A.L., a minor, by and through his guardian ad litem, JANAE LEWIS, Plaintiff, v. CITY OF BAKERSFIELD, et al., Defendants.


ORDER RE: DISCOVERY DISPUTE

(DOC. 36)

Currently before the Court is a discovery dispute that the parties have agreed to submit to the Court for adjudication through the Court's informal discovery dispute procedure.

Background

Plaintiff A.L., proceeding through his guardian ad litem Jenae Lewis, initiated this action with the filing of a complaint on June 9, 2023. (Doc. 1). In the operative first amended complaint, Plaintiff asserts federal civil rights and related state law claims against the City of Bakersfield and Bakersfield Police Department (BPD) officers Jacob Heinsohn, Eric Hearn, Jamie Orozco, Stella Chavez, and Amy Droege (“Defendants”), arising from an encounter between Plaintiff and the BPD officers on or about November 14 or 15, 2022. (Doc. 30).

On October 6, 2023, the Court held the scheduling conference and issued the operative scheduling order. (Docs. 21, 22).
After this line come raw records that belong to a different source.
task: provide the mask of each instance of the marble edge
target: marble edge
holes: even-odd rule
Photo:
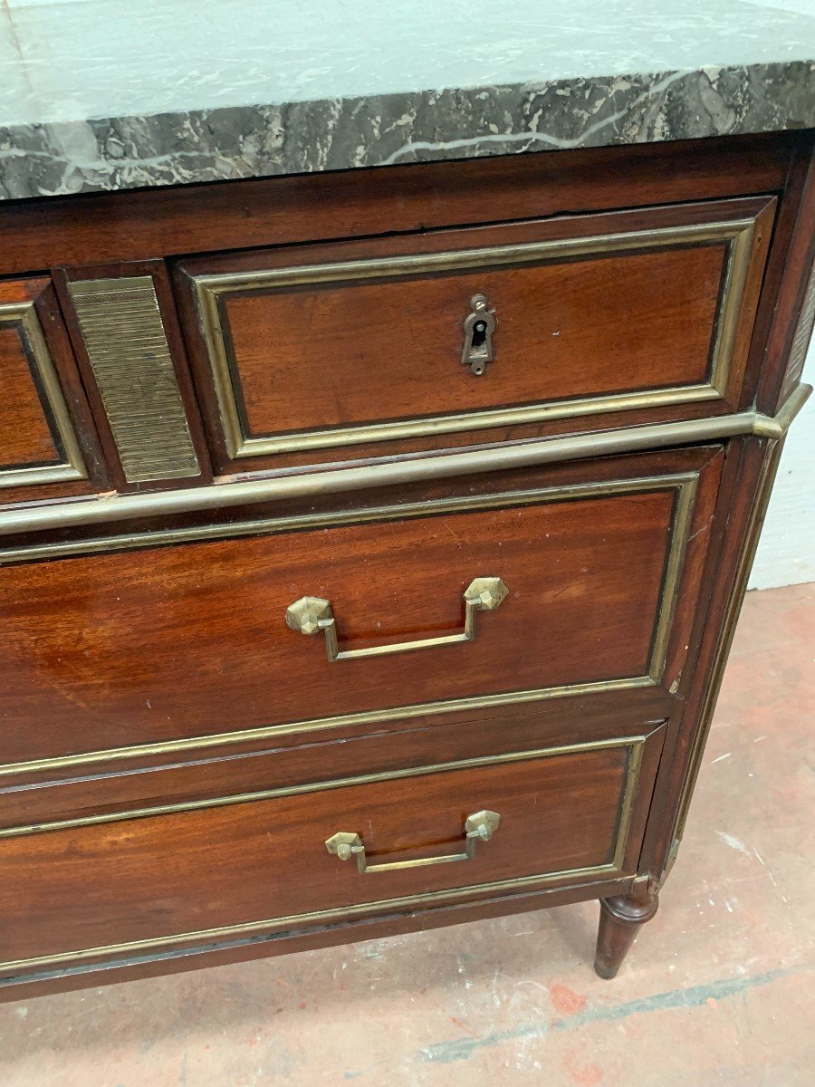
[[[0,200],[815,127],[815,61],[0,126]]]

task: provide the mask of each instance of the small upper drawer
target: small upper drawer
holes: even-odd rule
[[[216,462],[730,411],[774,207],[707,201],[184,261]]]
[[[98,447],[49,279],[0,282],[0,503],[93,489]]]

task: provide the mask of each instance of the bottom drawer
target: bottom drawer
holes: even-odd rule
[[[634,875],[663,726],[640,733],[4,838],[0,972]]]

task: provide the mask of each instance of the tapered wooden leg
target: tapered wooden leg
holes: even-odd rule
[[[656,913],[656,891],[600,900],[600,929],[597,936],[594,970],[604,978],[615,977],[637,933]]]

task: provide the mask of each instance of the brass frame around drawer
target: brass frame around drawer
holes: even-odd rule
[[[559,755],[578,754],[584,751],[602,751],[610,748],[626,747],[628,757],[625,766],[625,780],[620,791],[619,807],[617,810],[617,823],[614,830],[614,845],[612,849],[612,860],[606,864],[598,864],[582,869],[568,869],[560,872],[547,872],[531,876],[517,876],[512,879],[500,879],[493,883],[471,884],[463,887],[444,888],[437,891],[424,891],[416,895],[405,895],[400,898],[378,899],[376,901],[360,902],[353,905],[337,907],[327,910],[315,910],[309,913],[291,914],[283,917],[267,917],[262,921],[244,922],[236,925],[224,925],[218,928],[206,928],[189,933],[176,933],[167,936],[151,937],[141,940],[133,940],[125,944],[115,944],[106,947],[87,948],[77,951],[67,951],[48,955],[39,955],[30,959],[18,959],[13,962],[0,963],[0,973],[7,974],[22,970],[35,970],[45,966],[57,966],[60,963],[76,963],[87,960],[95,960],[102,957],[129,954],[135,951],[156,950],[166,947],[167,949],[183,944],[210,942],[222,938],[236,936],[260,935],[263,932],[275,932],[286,928],[303,928],[309,925],[327,924],[333,921],[341,921],[347,917],[365,916],[367,914],[387,913],[393,910],[414,908],[418,905],[434,905],[443,903],[446,899],[474,898],[479,895],[493,894],[516,894],[518,891],[534,890],[538,887],[546,887],[549,884],[561,882],[589,882],[591,879],[613,879],[625,878],[622,865],[625,860],[626,847],[628,845],[628,834],[634,815],[634,803],[639,785],[640,767],[642,765],[642,754],[647,740],[655,732],[663,727],[663,723],[649,733],[635,736],[615,737],[609,740],[594,740],[585,744],[563,745],[551,748],[538,748],[530,751],[513,751],[502,755],[484,755],[474,759],[462,759],[460,761],[437,763],[430,766],[410,766],[402,770],[385,771],[377,774],[360,775],[359,777],[338,778],[333,782],[317,782],[308,785],[287,786],[280,789],[268,789],[264,792],[251,792],[222,797],[218,800],[208,800],[188,802],[183,804],[166,804],[162,808],[138,809],[128,812],[117,812],[113,815],[102,815],[88,817],[86,820],[64,821],[60,824],[36,826],[15,830],[15,834],[45,833],[49,830],[70,829],[73,827],[87,826],[93,823],[120,822],[126,819],[146,819],[151,816],[181,813],[185,811],[201,810],[208,808],[223,807],[234,803],[249,803],[256,800],[269,800],[277,797],[293,796],[296,794],[309,794],[323,791],[325,789],[336,789],[355,785],[373,785],[378,782],[394,780],[402,777],[417,777],[425,774],[438,774],[455,770],[469,770],[476,766],[499,765],[505,762],[522,762],[530,759],[549,759]],[[8,836],[8,832],[4,833]],[[631,872],[628,875],[634,876]]]
[[[637,408],[694,403],[718,400],[727,388],[736,340],[741,299],[752,251],[754,218],[739,218],[692,226],[666,226],[648,230],[532,241],[518,245],[464,249],[454,252],[423,253],[408,257],[376,258],[299,267],[271,268],[265,272],[231,272],[191,276],[201,332],[212,370],[218,414],[230,459],[273,453],[333,449],[369,441],[453,434],[479,427],[515,426],[547,420],[581,417],[602,412]],[[701,246],[725,242],[727,262],[719,295],[714,342],[711,349],[710,376],[700,385],[636,392],[582,397],[550,403],[522,404],[429,418],[399,420],[390,423],[359,424],[322,430],[253,437],[241,409],[240,378],[226,335],[225,296],[304,284],[348,283],[369,278],[447,273],[477,267],[529,264],[593,254],[637,252],[665,246]]]
[[[494,705],[521,705],[543,699],[567,697],[569,695],[606,690],[636,690],[643,687],[654,687],[663,678],[665,655],[679,590],[679,580],[685,561],[698,482],[698,471],[666,473],[665,475],[642,476],[634,479],[612,479],[603,480],[602,483],[538,487],[529,490],[512,490],[500,493],[464,495],[456,498],[437,499],[431,502],[411,502],[403,505],[374,507],[372,509],[347,510],[309,516],[259,518],[255,521],[233,522],[227,525],[200,525],[187,528],[153,529],[140,535],[105,537],[98,540],[61,540],[34,547],[24,546],[22,548],[0,549],[1,570],[3,564],[16,562],[21,559],[70,558],[89,552],[128,550],[134,547],[172,545],[191,542],[193,540],[205,541],[259,534],[273,535],[303,529],[335,527],[346,524],[361,524],[372,521],[402,521],[410,517],[423,517],[434,513],[471,512],[479,509],[500,509],[502,507],[528,505],[538,502],[557,502],[613,495],[636,495],[651,490],[673,489],[675,491],[660,601],[656,609],[648,669],[643,675],[588,680],[585,683],[541,687],[529,690],[514,690],[498,695],[478,695],[441,702],[389,707],[384,710],[348,713],[336,717],[306,719],[279,725],[240,729],[233,733],[217,733],[177,740],[161,740],[133,747],[86,751],[79,754],[57,755],[0,765],[0,774],[23,774],[42,770],[58,771],[68,766],[89,765],[120,759],[126,761],[148,754],[162,755],[170,752],[177,753],[199,748],[265,740],[273,736],[290,735],[292,733],[324,732],[333,728],[348,727],[349,725],[375,724],[394,717],[415,719],[428,714],[459,713],[466,710],[479,710]]]
[[[23,350],[28,357],[32,380],[39,393],[48,428],[62,460],[55,464],[0,467],[0,487],[28,487],[40,483],[87,479],[88,472],[79,438],[74,429],[34,302],[0,305],[0,327],[2,326],[17,326],[20,330]]]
The order detailed the timing of expert disclosures as follows: “The parties are directed to disclose all expert witnesses, in writing, on or before June 26, 2024, and to disclose all rebuttal experts on or before July 31, 2024. The written designation of retained and non-retained experts shall be made pursuant to Fed.R.Civ.P. Rule 26(a)(2), (A), (B), and (C) and shall include all information required thereunder.” (Doc. 22 at 2).
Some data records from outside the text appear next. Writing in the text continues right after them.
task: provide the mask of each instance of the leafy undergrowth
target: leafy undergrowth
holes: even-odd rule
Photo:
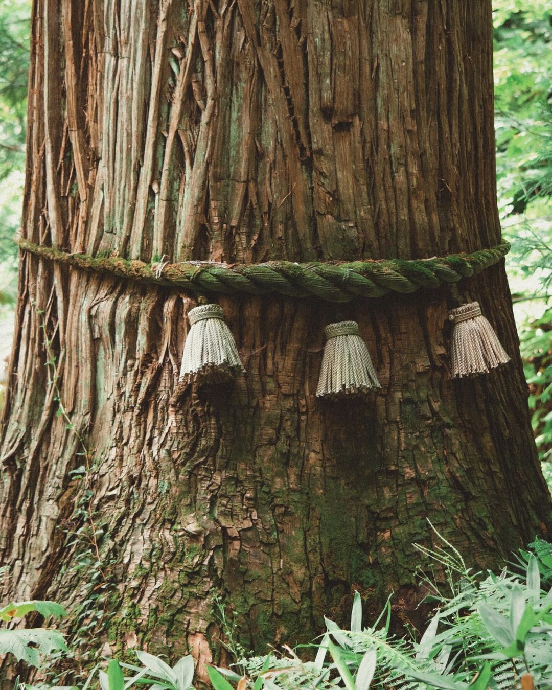
[[[349,629],[326,619],[325,634],[312,644],[284,647],[266,656],[246,656],[230,669],[210,667],[215,690],[552,689],[552,544],[536,540],[497,575],[471,572],[458,551],[439,536],[442,546],[434,551],[417,546],[447,583],[446,591],[440,592],[434,578],[423,578],[435,609],[421,638],[390,634],[389,601],[377,620],[363,625],[357,593]],[[0,610],[0,618],[11,620],[29,611],[44,617],[63,613],[51,602],[26,602],[8,604]],[[0,631],[0,653],[6,653],[47,668],[52,653],[68,650],[55,631],[9,629]],[[106,662],[105,670],[95,669],[77,690],[193,687],[191,656],[170,667],[144,651],[136,653],[135,665]],[[19,684],[21,690],[55,687]]]

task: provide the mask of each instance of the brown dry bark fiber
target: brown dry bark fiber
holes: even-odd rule
[[[23,235],[146,262],[496,245],[491,32],[489,0],[36,0]],[[391,588],[413,609],[426,518],[486,566],[546,535],[503,266],[470,291],[514,360],[488,377],[451,381],[444,293],[339,313],[242,297],[220,302],[246,376],[175,395],[192,303],[23,256],[3,598],[86,595],[93,553],[75,565],[93,549],[64,544],[90,535],[90,509],[109,596],[85,648],[208,660],[215,593],[265,651],[311,638],[324,613],[342,622],[355,587],[372,611]],[[314,397],[337,317],[358,321],[382,383],[364,402]],[[93,450],[89,494],[74,430]]]

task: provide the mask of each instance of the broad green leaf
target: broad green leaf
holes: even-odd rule
[[[339,676],[341,676],[342,679],[345,684],[345,687],[347,688],[347,690],[356,690],[355,681],[353,680],[353,676],[351,675],[351,671],[347,668],[347,664],[342,656],[339,648],[336,647],[336,645],[334,644],[331,640],[329,640],[328,642],[328,648],[330,650],[330,654],[331,655],[332,659],[333,659]]]
[[[110,661],[108,666],[108,684],[109,690],[124,690],[125,679],[123,669],[119,666],[119,662],[115,659]]]
[[[375,673],[375,665],[377,660],[375,649],[370,649],[362,657],[358,667],[355,682],[357,690],[368,690]]]
[[[225,678],[228,678],[228,680],[235,680],[237,682],[238,680],[241,679],[240,674],[237,673],[235,671],[233,671],[231,669],[223,669],[220,666],[215,666],[215,668],[219,673],[221,673]]]
[[[326,618],[326,616],[324,617],[324,620],[326,621],[326,627],[328,632],[331,633],[337,644],[341,644],[342,647],[348,647],[349,641],[347,639],[347,636],[344,635],[343,631],[339,625],[333,620],[330,620],[329,618]]]
[[[324,662],[326,659],[326,655],[328,653],[328,642],[329,640],[330,635],[326,633],[322,638],[322,641],[318,647],[318,651],[316,653],[314,667],[317,671],[322,671],[324,667]]]
[[[470,687],[472,690],[486,690],[490,678],[491,664],[487,662],[480,671],[479,676],[475,680],[470,684]]]
[[[410,669],[404,669],[403,672],[405,676],[409,676],[430,687],[444,688],[444,690],[466,690],[468,688],[466,683],[451,680],[446,676],[440,676],[438,673],[422,673]]]
[[[39,655],[52,651],[68,651],[63,635],[57,630],[0,630],[0,654],[13,654],[18,661],[39,666]]]
[[[194,679],[194,658],[188,654],[175,664],[172,670],[177,677],[178,690],[188,690]]]
[[[45,618],[49,618],[50,615],[60,618],[67,613],[65,609],[55,602],[17,602],[10,603],[3,609],[0,609],[0,620],[11,620],[12,618],[23,618],[31,611],[37,611]]]
[[[362,600],[358,592],[355,592],[353,600],[353,611],[351,613],[351,630],[353,633],[359,633],[362,629]]]
[[[176,685],[176,673],[162,659],[154,656],[153,654],[148,654],[147,651],[137,651],[136,656],[146,667],[150,675],[162,678],[164,680],[168,680],[169,682]]]
[[[432,643],[437,635],[437,628],[439,625],[439,614],[434,615],[431,622],[422,635],[416,651],[417,659],[427,659],[431,651]]]
[[[512,635],[515,636],[515,631],[522,620],[522,616],[525,611],[525,595],[522,591],[521,588],[517,584],[511,590],[511,600],[510,602],[510,629]]]
[[[537,622],[537,616],[531,604],[528,604],[523,612],[523,615],[515,629],[515,639],[518,642],[524,644],[527,633]]]
[[[477,611],[483,624],[489,633],[502,647],[508,647],[513,642],[513,634],[510,630],[507,620],[486,604],[480,604]]]
[[[101,690],[109,690],[109,678],[105,671],[99,672],[99,687]]]
[[[228,680],[214,667],[208,666],[207,673],[215,690],[233,690]]]
[[[268,671],[270,667],[270,659],[271,656],[268,654],[266,658],[264,660],[264,663],[263,664],[263,667],[261,669],[261,673],[262,673],[265,671]],[[263,678],[262,676],[259,676],[255,682],[255,685],[253,686],[253,690],[261,690],[263,687]]]

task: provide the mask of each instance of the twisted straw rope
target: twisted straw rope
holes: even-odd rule
[[[359,296],[379,297],[390,292],[413,293],[421,288],[457,283],[497,264],[510,249],[510,245],[504,243],[471,254],[411,261],[392,259],[307,264],[271,261],[230,266],[213,262],[146,264],[119,257],[70,254],[26,239],[19,239],[17,244],[23,251],[51,261],[137,282],[170,286],[196,295],[206,292],[219,295],[277,293],[290,297],[315,295],[332,302],[349,302]]]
On June 26, 2024, Plaintiff made expert disclosures, including the disclosure of 11 nonretained expert witnesses. Plaintiff had not previously identified seven of the non-retained expert witnesses in either his Rule 26(a) initial disclosures or in response to Defendants' interrogatories seeking the identification of Plaintiff's health care providers during the preceding ten years. See (Doc. 36-1 at Exhibit 2, 4). Plaintiff characterizes the seven non-retained expert witnesses at issue here to be his “treating doctors” in connection with injuries he allegedly sustained during the law enforcement encounter at the center of this litigation. (Doc. 36 at 4). Plaintiff has since withdrawn two of the non-retained experts from his expert disclosure. Id.

Defendants argue that the five remaining non-retained experts are untimely noticed under Rule 26(a). Plaintiff argues that “Defendants were aware of these providers and cannot credibly claim to be prejudiced by Plaintiff's identification of them as non-retained experts.” Id.
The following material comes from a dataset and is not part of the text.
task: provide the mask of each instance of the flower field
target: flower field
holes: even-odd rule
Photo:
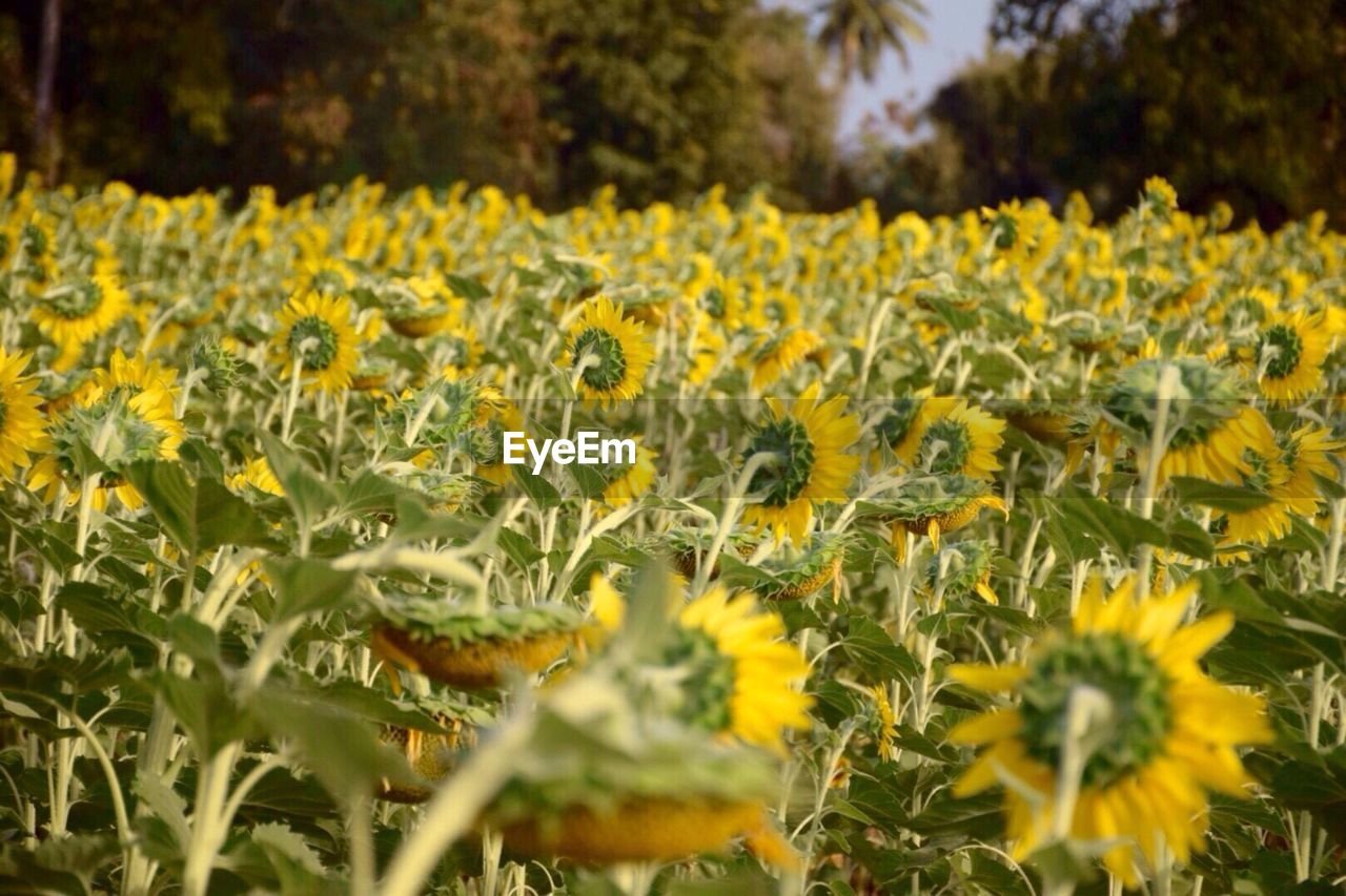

On July 19, 2024, the Court held a discovery dispute videoconference via Zoom. (Doc. 38). Jeffrey Mikel appeared on behalf of Plaintiff. Heather Cohen appeared on behalf of Defendants. At the beginning of the conference, the parties agreed to resolution of the identified discovery disputes outside the Local Rule 251 formal parameters, agreed to proceed without record, and agreed to abide by an order of the Court after the conference resolving the dispute. During the conference, Defendants requested that the Court exclude all five of Plaintiff's nonretained experts from offering testimony in this action.

Governing Legal Standard

Federal Rule of Civil Procedure 26 provides in relevant part that “[i]n addition to the [initial] disclosures required by Rule 26(a)(1), a party must disclose to the other parties the identity of any [expert] witness it may use at trial.” Fed.R.Civ.P. 26(a)(2)(A); see Gorrell v. Sneath, No. 1:12-cv-0554-JLT, 2013 WL 4517902, at *1 (E.D. Cal. Aug. 16, 2013). Parties are required to make these expert disclosures “at the times and in the sequence that the court orders.” Fed.R.Civ.P. 26(a)(2)(D).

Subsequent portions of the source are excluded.